Wal-Mart has announced the acquisition of Jet.com for US$3.3 billion, meaning the world’s largest retailer has made the largest ever purchase of a US e-commerce start-up.
Less than a month after Unilever acquired Dollar Shave Club for US$1 billion, Wal-Mart has announced the acquisition of Jet.com for around US$3.3 billion in cash and stock.
The deal includes US$300 million of Wal-Mart shares to be paid over time, as well as bonuses for Jet executives.
The acquisition represents the largest ever purchase of a US e-commerce start-up and suggests a dramatic ramping up of Wal-Mart’s e-commerce focus.
While it has poured in the resources, Wal-Mart has struggled to grow its e-commerce business, with online sales hovering around 7 percent of total sales for a while now.
For Wal-Mart, “the acquisition will build on and complement the significant foundation already in place to serve customers across the Wal-Mart app, site and stores and position the company for even faster e-commerce growth,” the company said in a statement.
“We’re looking for ways to lower prices, broaden our assortment and offer the simplest, easiest shopping experience because that’s what our customers want,” said Doug McMillon, president and CEO of Wal-Mart. “We believe the acquisition of Jet accelerates our progress across these priorities. Walmart.com will grow faster, the seamless shopping experience we’re pursuing will happen quicker, and we’ll enable the Jet brand to be even more successful in a shorter period of time.
“It’s another jolt of entrepreneurial spirit being injected into Walmart,” McMillon said.
Jet co-founder and CEO, Marc Lore, will stay on as head of Jet, as well as taking over leadership of Walmart.com. According to Bloomberg, Lore’s continued involvement and his appointment as head of Wal-Mart’s e-commerce operations was an integral part of the negotiations.
“We started Jet with the vision of creating a new shopping experience,” Lore said. “Today, I couldn’t be more excited that we will be joining with Wal-Mart to help fuel the realisation of that vision. The combination of Wal-Mart’s retail expertise, purchasing scale, sourcing capabilities, distribution footprint, and digital assets — together with the team, technology and business we have built here at Jet — will allow us to deliver more value to customers.”
Jet.com and Walmart.com will maintain separate brands and continue to operate as separate websites.
Jet was founded in 2014, after Lore had spent more than two years working for Amazon following Amazon’s acquisition of his previous company Diapers.com for US$550 million. Jet emerged with the specific aim of disrupting Amazon’s retail business. Jet has been able to underprice Amazon by using its proprietary pricing algorithms, which take into account factors like basket size, shipping size and proximity of merchandise to buyers. Shoppers are encouraged to add items to their basket to reduce shipping costs per unit, and to pay with debit cards rather than credit cards to reduce transaction fees and therefore lower the price for the shopper.

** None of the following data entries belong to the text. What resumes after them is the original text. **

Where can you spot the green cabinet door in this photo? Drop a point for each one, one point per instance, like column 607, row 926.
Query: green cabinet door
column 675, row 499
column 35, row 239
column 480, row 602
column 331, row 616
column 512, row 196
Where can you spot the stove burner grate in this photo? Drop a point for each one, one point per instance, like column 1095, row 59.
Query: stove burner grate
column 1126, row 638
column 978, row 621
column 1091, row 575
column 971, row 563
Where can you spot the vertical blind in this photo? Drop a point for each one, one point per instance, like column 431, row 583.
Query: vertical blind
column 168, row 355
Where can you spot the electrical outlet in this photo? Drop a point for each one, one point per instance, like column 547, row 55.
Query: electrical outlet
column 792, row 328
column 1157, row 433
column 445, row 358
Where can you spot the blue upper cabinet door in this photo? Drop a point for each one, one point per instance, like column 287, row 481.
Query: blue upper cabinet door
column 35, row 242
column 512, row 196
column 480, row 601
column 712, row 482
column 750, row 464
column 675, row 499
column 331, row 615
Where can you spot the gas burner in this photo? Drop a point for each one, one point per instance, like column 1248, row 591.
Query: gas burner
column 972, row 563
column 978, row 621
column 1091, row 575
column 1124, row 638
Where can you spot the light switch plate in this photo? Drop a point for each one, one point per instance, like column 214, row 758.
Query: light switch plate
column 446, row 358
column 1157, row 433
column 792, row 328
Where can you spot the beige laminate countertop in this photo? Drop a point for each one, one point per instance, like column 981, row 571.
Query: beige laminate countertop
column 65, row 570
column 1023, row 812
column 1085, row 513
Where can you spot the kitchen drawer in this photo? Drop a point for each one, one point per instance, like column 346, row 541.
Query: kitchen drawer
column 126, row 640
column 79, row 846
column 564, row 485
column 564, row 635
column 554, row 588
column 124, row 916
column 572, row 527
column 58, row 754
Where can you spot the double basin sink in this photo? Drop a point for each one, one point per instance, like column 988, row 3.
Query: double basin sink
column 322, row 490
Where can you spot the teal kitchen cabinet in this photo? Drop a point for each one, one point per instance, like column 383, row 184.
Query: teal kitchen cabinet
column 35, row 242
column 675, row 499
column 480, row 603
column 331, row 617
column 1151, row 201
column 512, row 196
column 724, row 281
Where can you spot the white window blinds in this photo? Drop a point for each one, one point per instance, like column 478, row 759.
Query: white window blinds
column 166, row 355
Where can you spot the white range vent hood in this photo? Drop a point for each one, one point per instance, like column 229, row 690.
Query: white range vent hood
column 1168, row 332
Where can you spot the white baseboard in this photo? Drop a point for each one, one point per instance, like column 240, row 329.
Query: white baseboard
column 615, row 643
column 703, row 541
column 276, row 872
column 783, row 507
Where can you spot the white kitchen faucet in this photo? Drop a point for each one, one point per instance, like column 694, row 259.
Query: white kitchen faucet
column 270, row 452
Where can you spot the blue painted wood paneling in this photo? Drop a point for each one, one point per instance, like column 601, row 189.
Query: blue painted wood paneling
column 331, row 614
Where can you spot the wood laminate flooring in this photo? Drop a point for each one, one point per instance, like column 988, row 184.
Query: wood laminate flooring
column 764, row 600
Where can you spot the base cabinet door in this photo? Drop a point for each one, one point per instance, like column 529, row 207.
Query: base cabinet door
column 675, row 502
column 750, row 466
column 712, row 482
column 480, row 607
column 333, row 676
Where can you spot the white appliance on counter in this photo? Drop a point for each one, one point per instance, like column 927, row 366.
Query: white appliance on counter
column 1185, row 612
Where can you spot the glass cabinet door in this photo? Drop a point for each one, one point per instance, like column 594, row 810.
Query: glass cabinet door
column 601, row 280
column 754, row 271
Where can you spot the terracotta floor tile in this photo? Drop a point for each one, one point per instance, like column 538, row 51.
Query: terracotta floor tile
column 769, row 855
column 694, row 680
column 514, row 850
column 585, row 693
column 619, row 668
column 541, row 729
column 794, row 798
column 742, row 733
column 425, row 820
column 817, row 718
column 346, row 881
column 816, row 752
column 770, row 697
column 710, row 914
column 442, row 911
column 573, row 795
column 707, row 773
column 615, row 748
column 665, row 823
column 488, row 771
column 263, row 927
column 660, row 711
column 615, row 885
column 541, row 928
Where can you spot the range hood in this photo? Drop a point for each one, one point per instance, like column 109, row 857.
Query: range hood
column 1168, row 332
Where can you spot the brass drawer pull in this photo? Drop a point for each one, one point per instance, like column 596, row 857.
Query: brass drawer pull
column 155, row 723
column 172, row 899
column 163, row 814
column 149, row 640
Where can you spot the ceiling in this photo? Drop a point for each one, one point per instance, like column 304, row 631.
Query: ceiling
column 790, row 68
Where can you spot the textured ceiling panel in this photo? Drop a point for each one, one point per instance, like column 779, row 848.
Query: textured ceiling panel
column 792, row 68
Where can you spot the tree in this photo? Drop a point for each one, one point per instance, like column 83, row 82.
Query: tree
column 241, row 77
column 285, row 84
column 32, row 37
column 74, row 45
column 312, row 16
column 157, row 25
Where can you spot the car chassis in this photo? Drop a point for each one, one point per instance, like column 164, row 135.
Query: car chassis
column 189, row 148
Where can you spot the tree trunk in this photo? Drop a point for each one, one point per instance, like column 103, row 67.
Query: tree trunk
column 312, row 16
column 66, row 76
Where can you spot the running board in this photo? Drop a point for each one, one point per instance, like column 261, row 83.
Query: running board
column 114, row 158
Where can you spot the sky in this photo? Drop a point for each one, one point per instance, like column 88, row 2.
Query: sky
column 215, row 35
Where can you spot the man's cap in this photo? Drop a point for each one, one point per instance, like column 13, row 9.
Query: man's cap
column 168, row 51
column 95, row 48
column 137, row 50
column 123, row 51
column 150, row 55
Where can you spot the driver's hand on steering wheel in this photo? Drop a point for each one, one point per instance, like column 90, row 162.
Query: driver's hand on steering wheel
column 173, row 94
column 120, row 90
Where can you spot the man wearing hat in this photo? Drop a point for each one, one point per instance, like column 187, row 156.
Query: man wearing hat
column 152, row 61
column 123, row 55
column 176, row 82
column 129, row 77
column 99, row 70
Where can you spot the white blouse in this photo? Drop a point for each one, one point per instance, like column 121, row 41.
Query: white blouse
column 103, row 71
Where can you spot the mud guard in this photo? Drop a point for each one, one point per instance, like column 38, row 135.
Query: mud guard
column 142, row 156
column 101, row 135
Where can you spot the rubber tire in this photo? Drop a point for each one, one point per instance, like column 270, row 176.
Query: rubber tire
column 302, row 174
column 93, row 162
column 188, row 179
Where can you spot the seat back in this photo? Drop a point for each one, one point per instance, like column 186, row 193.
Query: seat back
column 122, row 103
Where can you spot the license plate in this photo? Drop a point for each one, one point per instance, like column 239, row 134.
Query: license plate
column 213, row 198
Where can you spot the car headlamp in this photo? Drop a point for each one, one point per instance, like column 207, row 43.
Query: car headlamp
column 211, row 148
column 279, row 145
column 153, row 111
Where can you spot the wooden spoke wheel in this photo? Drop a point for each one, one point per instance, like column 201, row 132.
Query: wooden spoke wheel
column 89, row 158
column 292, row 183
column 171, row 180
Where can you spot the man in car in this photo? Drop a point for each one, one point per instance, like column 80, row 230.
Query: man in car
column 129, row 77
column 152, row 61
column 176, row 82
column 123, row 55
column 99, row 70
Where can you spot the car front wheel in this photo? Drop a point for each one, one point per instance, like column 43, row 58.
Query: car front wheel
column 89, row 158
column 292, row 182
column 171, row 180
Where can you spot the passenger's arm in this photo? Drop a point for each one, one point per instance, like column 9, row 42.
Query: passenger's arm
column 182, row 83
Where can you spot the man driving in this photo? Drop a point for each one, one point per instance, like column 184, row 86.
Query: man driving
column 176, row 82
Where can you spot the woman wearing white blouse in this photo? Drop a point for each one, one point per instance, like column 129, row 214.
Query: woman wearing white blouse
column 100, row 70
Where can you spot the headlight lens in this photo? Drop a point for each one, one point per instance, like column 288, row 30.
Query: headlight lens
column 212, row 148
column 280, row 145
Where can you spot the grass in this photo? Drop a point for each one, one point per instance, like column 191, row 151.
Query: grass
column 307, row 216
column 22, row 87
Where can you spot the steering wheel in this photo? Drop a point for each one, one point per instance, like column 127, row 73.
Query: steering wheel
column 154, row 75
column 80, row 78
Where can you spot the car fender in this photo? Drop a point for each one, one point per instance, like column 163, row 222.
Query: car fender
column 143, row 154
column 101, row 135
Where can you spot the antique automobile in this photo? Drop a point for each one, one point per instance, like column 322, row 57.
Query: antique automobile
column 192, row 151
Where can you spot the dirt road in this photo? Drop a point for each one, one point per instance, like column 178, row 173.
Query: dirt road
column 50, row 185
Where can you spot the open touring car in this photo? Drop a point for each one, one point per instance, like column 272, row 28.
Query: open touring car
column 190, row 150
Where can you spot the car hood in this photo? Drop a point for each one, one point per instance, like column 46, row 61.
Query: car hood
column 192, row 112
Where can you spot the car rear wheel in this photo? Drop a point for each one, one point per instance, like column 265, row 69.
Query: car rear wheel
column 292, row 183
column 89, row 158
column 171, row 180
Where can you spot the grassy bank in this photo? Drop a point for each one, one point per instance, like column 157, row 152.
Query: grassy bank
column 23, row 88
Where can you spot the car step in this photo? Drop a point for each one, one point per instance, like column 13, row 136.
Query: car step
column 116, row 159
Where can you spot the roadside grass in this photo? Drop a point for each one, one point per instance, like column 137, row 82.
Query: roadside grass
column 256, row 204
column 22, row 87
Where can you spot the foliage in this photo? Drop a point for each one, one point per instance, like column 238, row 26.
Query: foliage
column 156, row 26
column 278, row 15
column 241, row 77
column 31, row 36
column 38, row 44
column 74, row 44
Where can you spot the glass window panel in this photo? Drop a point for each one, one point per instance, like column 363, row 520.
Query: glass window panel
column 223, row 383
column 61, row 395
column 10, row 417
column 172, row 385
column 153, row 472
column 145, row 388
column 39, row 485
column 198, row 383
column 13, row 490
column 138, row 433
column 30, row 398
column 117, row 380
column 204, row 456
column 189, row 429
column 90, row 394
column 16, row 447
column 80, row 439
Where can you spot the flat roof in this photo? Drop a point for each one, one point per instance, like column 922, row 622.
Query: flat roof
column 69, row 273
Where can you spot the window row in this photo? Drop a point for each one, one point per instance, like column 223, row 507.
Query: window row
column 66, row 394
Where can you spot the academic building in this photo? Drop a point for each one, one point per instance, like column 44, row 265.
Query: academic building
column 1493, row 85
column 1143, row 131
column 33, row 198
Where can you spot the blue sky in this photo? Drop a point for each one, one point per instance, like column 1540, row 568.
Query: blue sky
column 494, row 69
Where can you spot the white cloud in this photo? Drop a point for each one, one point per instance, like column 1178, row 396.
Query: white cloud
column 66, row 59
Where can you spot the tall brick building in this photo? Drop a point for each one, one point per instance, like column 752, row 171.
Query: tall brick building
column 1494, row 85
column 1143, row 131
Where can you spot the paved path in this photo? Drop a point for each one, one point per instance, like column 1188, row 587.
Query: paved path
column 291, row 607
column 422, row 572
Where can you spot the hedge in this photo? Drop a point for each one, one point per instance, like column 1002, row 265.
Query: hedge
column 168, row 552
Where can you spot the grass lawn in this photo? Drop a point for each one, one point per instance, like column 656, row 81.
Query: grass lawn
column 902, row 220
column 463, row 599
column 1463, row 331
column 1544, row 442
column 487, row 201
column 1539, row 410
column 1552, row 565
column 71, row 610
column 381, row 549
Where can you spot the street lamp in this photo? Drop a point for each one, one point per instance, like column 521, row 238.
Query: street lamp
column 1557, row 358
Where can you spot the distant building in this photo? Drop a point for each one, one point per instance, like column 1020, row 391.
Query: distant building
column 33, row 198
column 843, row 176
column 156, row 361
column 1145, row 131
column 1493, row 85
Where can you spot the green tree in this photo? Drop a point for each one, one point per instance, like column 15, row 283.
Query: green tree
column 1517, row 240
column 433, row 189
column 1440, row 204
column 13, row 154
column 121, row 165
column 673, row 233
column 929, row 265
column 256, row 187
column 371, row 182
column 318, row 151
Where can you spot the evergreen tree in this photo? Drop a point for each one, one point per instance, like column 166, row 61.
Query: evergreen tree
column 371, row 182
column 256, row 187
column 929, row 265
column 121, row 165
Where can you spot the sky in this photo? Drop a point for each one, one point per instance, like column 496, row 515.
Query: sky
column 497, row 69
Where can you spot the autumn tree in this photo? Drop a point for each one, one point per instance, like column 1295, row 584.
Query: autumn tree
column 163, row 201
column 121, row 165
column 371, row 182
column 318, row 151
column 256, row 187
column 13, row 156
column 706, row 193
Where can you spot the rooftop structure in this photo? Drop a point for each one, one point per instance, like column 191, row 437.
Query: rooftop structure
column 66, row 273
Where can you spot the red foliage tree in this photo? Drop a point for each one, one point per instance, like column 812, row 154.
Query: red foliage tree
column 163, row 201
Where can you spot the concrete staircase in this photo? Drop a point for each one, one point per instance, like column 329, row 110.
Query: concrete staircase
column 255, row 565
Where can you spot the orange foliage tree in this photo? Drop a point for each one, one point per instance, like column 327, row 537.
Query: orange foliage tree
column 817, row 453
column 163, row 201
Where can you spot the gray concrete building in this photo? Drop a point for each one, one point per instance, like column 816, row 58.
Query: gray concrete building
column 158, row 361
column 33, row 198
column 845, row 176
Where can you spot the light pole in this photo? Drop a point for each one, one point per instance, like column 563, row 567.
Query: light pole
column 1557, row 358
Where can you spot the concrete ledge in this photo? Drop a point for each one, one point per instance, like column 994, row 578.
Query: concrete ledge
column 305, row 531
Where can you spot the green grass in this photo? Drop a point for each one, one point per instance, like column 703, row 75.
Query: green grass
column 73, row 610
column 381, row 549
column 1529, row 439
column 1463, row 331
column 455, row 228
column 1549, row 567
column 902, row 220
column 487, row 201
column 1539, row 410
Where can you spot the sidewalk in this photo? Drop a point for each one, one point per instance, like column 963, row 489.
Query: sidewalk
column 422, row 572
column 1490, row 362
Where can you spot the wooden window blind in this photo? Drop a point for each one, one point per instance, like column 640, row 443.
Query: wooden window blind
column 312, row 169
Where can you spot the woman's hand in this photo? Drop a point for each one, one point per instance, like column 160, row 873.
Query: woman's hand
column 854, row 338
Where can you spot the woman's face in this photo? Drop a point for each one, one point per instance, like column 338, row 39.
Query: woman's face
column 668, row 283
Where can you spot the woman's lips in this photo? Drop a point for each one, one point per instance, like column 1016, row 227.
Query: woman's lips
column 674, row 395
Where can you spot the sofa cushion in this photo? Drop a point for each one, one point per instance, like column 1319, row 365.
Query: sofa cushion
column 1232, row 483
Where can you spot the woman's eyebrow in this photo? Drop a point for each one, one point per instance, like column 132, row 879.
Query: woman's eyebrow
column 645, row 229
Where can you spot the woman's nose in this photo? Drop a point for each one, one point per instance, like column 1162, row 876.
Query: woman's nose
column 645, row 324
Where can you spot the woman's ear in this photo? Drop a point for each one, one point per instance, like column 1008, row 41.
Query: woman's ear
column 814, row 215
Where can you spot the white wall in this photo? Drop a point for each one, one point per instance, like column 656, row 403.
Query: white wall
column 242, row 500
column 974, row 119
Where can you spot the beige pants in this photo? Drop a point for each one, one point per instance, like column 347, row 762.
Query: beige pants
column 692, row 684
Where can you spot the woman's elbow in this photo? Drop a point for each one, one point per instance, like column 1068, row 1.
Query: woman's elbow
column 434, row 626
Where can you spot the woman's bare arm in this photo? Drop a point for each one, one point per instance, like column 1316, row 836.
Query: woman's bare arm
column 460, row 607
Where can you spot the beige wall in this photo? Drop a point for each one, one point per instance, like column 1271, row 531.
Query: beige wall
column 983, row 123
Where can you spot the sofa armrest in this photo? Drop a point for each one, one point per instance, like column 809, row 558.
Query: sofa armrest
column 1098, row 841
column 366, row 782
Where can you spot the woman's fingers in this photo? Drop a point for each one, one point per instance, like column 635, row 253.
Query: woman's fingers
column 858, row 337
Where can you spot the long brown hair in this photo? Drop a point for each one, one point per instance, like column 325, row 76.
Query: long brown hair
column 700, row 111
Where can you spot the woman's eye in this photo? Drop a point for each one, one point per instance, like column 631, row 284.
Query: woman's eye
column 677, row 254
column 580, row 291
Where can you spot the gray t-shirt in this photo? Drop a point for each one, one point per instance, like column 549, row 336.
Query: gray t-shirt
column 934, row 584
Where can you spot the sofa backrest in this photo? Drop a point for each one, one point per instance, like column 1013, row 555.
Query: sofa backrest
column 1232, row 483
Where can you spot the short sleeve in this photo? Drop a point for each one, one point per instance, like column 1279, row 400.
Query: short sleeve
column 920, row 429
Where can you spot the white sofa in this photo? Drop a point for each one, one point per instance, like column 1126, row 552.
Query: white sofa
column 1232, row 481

For Lore, staying on with Wal-Mart will provide him with a vast arsenal of resources with which to challenge Amazon’s e-commerce dominance.
However, significant challenges remain for both Lore and Wal-Mart. During its brief life, Jet has spent millions to acquire its customers and has not yet shown that it can turn a profit. Jet has also struggled with customer retention, with the average Jet customer purchasing just 1.5 times between the company’s launch and February this year, compared with about 2.1 for Wal-Mart.
For Wal-Mart, the challenges revolve around integrating e-commerce operations into its massive and hugely complex bricks-and-mortar store network and old-school retail model. Wal-Mart CEO Doug McMillon said last month that e-commerce is a priority and has taken too long to grow.